Anton Tsertov received his M.Sc. and Ph.D. degrees in computer engineering from Tallinn University of Technology, Estonia in 2007 and 2012 respectively and currently holds the position of researcher in Tallinn University of Technology. His research interests include such topics as system and board level test, high-level system modelling, microprocessor functional and structural test.

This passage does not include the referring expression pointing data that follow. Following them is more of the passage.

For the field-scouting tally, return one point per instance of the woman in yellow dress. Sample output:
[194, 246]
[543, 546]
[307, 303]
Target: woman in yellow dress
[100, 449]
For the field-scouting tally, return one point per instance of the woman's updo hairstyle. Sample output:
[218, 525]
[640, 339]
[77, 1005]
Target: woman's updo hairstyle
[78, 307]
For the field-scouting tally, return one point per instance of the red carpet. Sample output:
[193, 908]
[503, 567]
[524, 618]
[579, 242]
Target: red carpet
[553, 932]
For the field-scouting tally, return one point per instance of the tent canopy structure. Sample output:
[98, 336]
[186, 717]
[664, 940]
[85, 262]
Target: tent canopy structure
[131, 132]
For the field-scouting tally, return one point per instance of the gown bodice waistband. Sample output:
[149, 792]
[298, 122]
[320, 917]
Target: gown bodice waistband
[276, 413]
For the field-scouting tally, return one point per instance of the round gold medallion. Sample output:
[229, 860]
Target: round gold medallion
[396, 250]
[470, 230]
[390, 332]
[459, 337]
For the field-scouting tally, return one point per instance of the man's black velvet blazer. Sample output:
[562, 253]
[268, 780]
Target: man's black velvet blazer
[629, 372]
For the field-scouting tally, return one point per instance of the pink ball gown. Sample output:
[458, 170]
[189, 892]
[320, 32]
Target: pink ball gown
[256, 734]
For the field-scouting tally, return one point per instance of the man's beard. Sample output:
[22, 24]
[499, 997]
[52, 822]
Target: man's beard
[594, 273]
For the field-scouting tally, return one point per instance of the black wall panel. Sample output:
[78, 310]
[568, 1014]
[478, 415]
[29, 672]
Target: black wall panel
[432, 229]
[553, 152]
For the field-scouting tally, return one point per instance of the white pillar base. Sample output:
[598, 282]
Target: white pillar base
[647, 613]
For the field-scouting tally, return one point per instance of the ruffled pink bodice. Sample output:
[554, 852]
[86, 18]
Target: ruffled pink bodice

Sergei Devadze has received his Ph.D. degree in computer engineering from Tallinn University of Technology, Estonia in 2009 and currently holds the position of researcher in this university. His research interests embrace such topics as usage of chipembedded instrumentation for system test and ISP, fault tolerance and fault management architectures of digital systems, extended structural board test. He is a co-author of over 50 scientific papers in the field of digital design and test published in international journals and refereed conference proceedings.



Artur Jutman received his M.Sc. and Ph.D. degrees in computer engineering from TU Tallinn, Estonia in 1999 and 2004 respectively. His research interests include: embedded instrumentation for board and system test, system modeling, DFT and selftest (adding up to over 120 scientific publications). Artur Jutman has been a visiting researcher and invited lecturer in several European universities in Germany, Sweden, Poland, and Portugal. Dr. Jutman is a council member of the European Association for Education in Electrical and Information Engineering

(EAEEIE) and a technology development center ELIKO. He is also a member of the executive committee of the Nordic Test Forum (NTF) society. He is a managing director of Testonica Lab company, which main focus lies in the field of system test instrumentation. Dr. Jutman has been actively involved in numerous FP5, FP6, FP7 R&D projects serving as a coordinator in two of them.



Artjom Jasnetski received his M.Sc.degree in computer engineering from Tallinn University of Technology, Estonia in 2013 and currently he is Ph.D. student at Tallinn University of Technology. His research interests include such topics as SiP test, digital system modelling, ISP and HW driver implementation.